Aber das größere Problem ist das,das die anderen Fische sich seitdem nicht mehr an der Oberfläche sehen lassen. Es war vorher ganz anders, denn da schwammen sie nur an der Oberfläche.  Sie kommen auch nicht hoch wenn ich ihnen Futter anbiete und haben seitdem auch noch nicht wieder gefressen.
Ich bin schon sehr verzweifelt, denn der Teich sieht schon sehr verweist aus.
Weiß jemand von Euch einen Rat,  Ich bin für jede Antwort dankbar.
Grüße von Diadera


----------



## teichalex (23. Juli 2010)

*AW: Goldfische nicht zu sehen*

Wenn deine Angaben im profil stimmen kannste dich auf was gefasst machen --
Aber keine Angst sie beißen dich nicht 
Bei 400l sollte doch recht schnell festzustellen sein ob sich noch fische im teich befinden ?!?
Wenn nicht würd ich auch stark zum __ Fischreiher tendieren denn der schlägt plötzlich zuu und hinterlässt wohl auch wenig spuren ,,..
Naja ums vorweg zunehmen dein teich ist für die Fischhaltung zu klein , aber da sie ja jetzt warscheinlich ehh weg sind kann dir ja niemand mehr was wollen xDD
Nichts was ich geschrieben hab ist böse gemeint ,nur zur info 
LG Alex


----------



## Eva-Maria (24. Juli 2010)

*AW: Goldfische nicht zu sehen*

Hi Diadera,
lies Dir doch bitte diese Zusammenfassung gründlich durch:
https://www.hobby-gartenteich.de/xf/threads/28127


----------



## diadera (24. Juli 2010)

*AW: Goldfische nicht zu sehen*

Zuerst mal danke für Eure Antworten.
*Sorry habe mich verschrieben *sind 4000Ltr Wasser im Teich und die Fische sind auch noch da.
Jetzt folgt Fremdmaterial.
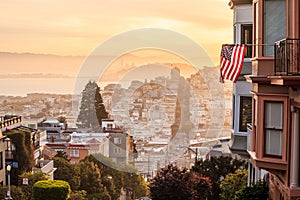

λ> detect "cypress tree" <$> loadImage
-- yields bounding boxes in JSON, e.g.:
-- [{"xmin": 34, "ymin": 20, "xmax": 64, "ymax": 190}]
[{"xmin": 77, "ymin": 81, "xmax": 108, "ymax": 128}]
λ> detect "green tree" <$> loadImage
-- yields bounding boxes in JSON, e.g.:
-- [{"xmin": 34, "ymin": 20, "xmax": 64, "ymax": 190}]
[
  {"xmin": 77, "ymin": 81, "xmax": 108, "ymax": 128},
  {"xmin": 53, "ymin": 157, "xmax": 80, "ymax": 190},
  {"xmin": 0, "ymin": 185, "xmax": 26, "ymax": 200},
  {"xmin": 5, "ymin": 130, "xmax": 34, "ymax": 185},
  {"xmin": 191, "ymin": 156, "xmax": 246, "ymax": 200},
  {"xmin": 122, "ymin": 165, "xmax": 148, "ymax": 199},
  {"xmin": 220, "ymin": 169, "xmax": 248, "ymax": 200},
  {"xmin": 150, "ymin": 165, "xmax": 211, "ymax": 200},
  {"xmin": 19, "ymin": 172, "xmax": 48, "ymax": 200},
  {"xmin": 32, "ymin": 180, "xmax": 71, "ymax": 200},
  {"xmin": 237, "ymin": 180, "xmax": 269, "ymax": 200},
  {"xmin": 69, "ymin": 190, "xmax": 87, "ymax": 200}
]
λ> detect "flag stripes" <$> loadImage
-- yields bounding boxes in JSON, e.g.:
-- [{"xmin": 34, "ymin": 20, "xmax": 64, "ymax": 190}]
[{"xmin": 220, "ymin": 45, "xmax": 246, "ymax": 82}]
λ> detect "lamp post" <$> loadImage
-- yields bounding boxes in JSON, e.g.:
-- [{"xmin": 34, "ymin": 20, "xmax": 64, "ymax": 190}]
[{"xmin": 5, "ymin": 165, "xmax": 12, "ymax": 199}]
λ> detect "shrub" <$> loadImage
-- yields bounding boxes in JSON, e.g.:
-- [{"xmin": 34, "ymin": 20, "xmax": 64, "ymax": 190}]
[
  {"xmin": 32, "ymin": 180, "xmax": 71, "ymax": 200},
  {"xmin": 0, "ymin": 185, "xmax": 26, "ymax": 200}
]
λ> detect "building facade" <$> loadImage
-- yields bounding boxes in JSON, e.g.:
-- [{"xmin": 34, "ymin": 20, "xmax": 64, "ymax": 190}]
[{"xmin": 246, "ymin": 0, "xmax": 300, "ymax": 200}]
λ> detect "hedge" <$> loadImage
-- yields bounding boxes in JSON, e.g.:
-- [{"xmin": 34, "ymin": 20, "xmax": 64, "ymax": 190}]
[{"xmin": 32, "ymin": 180, "xmax": 71, "ymax": 200}]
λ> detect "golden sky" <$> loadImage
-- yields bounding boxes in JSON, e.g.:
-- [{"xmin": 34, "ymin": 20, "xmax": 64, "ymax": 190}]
[{"xmin": 0, "ymin": 0, "xmax": 233, "ymax": 64}]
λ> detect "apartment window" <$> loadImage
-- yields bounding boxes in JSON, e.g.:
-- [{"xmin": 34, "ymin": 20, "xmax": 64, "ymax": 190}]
[
  {"xmin": 232, "ymin": 94, "xmax": 235, "ymax": 129},
  {"xmin": 107, "ymin": 124, "xmax": 113, "ymax": 129},
  {"xmin": 264, "ymin": 101, "xmax": 283, "ymax": 157},
  {"xmin": 241, "ymin": 24, "xmax": 252, "ymax": 58},
  {"xmin": 114, "ymin": 147, "xmax": 121, "ymax": 154},
  {"xmin": 239, "ymin": 96, "xmax": 252, "ymax": 132},
  {"xmin": 70, "ymin": 149, "xmax": 79, "ymax": 158},
  {"xmin": 114, "ymin": 138, "xmax": 122, "ymax": 144},
  {"xmin": 0, "ymin": 151, "xmax": 3, "ymax": 170},
  {"xmin": 263, "ymin": 0, "xmax": 286, "ymax": 56}
]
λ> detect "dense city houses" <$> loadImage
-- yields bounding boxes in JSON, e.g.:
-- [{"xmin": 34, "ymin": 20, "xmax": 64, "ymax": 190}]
[{"xmin": 225, "ymin": 0, "xmax": 300, "ymax": 199}]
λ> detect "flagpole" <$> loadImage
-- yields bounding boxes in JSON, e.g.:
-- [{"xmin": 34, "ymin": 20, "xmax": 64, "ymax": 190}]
[{"xmin": 223, "ymin": 44, "xmax": 274, "ymax": 46}]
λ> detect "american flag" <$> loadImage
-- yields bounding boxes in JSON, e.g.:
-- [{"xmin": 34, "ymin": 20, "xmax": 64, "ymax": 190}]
[{"xmin": 220, "ymin": 44, "xmax": 246, "ymax": 83}]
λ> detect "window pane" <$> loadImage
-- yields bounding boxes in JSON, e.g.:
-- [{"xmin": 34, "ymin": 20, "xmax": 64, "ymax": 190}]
[
  {"xmin": 265, "ymin": 130, "xmax": 282, "ymax": 156},
  {"xmin": 265, "ymin": 102, "xmax": 283, "ymax": 129},
  {"xmin": 239, "ymin": 96, "xmax": 252, "ymax": 132},
  {"xmin": 264, "ymin": 0, "xmax": 286, "ymax": 56}
]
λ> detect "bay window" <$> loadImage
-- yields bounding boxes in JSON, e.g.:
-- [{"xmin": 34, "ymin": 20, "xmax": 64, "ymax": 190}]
[
  {"xmin": 263, "ymin": 0, "xmax": 286, "ymax": 56},
  {"xmin": 264, "ymin": 101, "xmax": 283, "ymax": 157}
]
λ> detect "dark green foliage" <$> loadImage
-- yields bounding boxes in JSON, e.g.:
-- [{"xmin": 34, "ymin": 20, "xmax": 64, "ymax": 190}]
[
  {"xmin": 0, "ymin": 185, "xmax": 27, "ymax": 200},
  {"xmin": 237, "ymin": 181, "xmax": 269, "ymax": 200},
  {"xmin": 53, "ymin": 157, "xmax": 80, "ymax": 190},
  {"xmin": 69, "ymin": 190, "xmax": 87, "ymax": 200},
  {"xmin": 33, "ymin": 180, "xmax": 71, "ymax": 200},
  {"xmin": 191, "ymin": 156, "xmax": 246, "ymax": 200},
  {"xmin": 19, "ymin": 172, "xmax": 48, "ymax": 200},
  {"xmin": 220, "ymin": 169, "xmax": 248, "ymax": 200},
  {"xmin": 79, "ymin": 159, "xmax": 111, "ymax": 199},
  {"xmin": 5, "ymin": 130, "xmax": 33, "ymax": 185},
  {"xmin": 187, "ymin": 172, "xmax": 211, "ymax": 200},
  {"xmin": 121, "ymin": 165, "xmax": 148, "ymax": 199},
  {"xmin": 77, "ymin": 81, "xmax": 108, "ymax": 128},
  {"xmin": 150, "ymin": 165, "xmax": 211, "ymax": 200}
]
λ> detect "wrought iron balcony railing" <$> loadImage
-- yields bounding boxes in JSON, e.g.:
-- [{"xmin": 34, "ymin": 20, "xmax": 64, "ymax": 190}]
[{"xmin": 274, "ymin": 38, "xmax": 300, "ymax": 76}]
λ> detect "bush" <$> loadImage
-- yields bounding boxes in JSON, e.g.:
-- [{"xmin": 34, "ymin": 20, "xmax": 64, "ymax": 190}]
[
  {"xmin": 237, "ymin": 181, "xmax": 269, "ymax": 200},
  {"xmin": 32, "ymin": 180, "xmax": 71, "ymax": 200},
  {"xmin": 0, "ymin": 185, "xmax": 26, "ymax": 200}
]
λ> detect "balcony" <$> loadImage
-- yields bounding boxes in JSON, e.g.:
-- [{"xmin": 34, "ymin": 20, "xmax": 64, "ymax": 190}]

Ich kann sie ja am Grund sehen da das Wasser sehr klar ist.
Nur kommt keiner mehr an die Oberfläche wo sie sonst lustig geschwommen sind und an den Pflanzen sich aufgehalten haben.
Diadera


----------



## CoolNiro (24. Juli 2010)

*AW: Goldfische nicht zu sehen*

Hat Dein 2x2 Meter Teich rundherum 1m tiefe senkrechte Wände?
Ansonsten kann das mit den 4000 Litern nicht stimmen...


----------



## Bebel (24. Juli 2010)

*AW: Goldfische nicht zu sehen*

Hi Diadera

Wenn der __ Reiher Deinen Fisch geholt hat, also einmal Erfolg hatte, kommt er sicher auch jetzt noch ab und zu vorbei, jedenfalls wenn ihn keiner verjagt hat. 
Meistens kommt der am frühen Morgen oder in der Abenddämmerung.

Es ist dann ganz normal, dass die Fische sich am Grund aufhalten und auch nicht zum Fressen auftauchen.

Nach einigen "Reiherüberfällen" an meinem Teich, verschwinden die Fische auch dann in die Tiefzone, wenn nur eine Taube in niedriger Höhe über den Teich fliegt.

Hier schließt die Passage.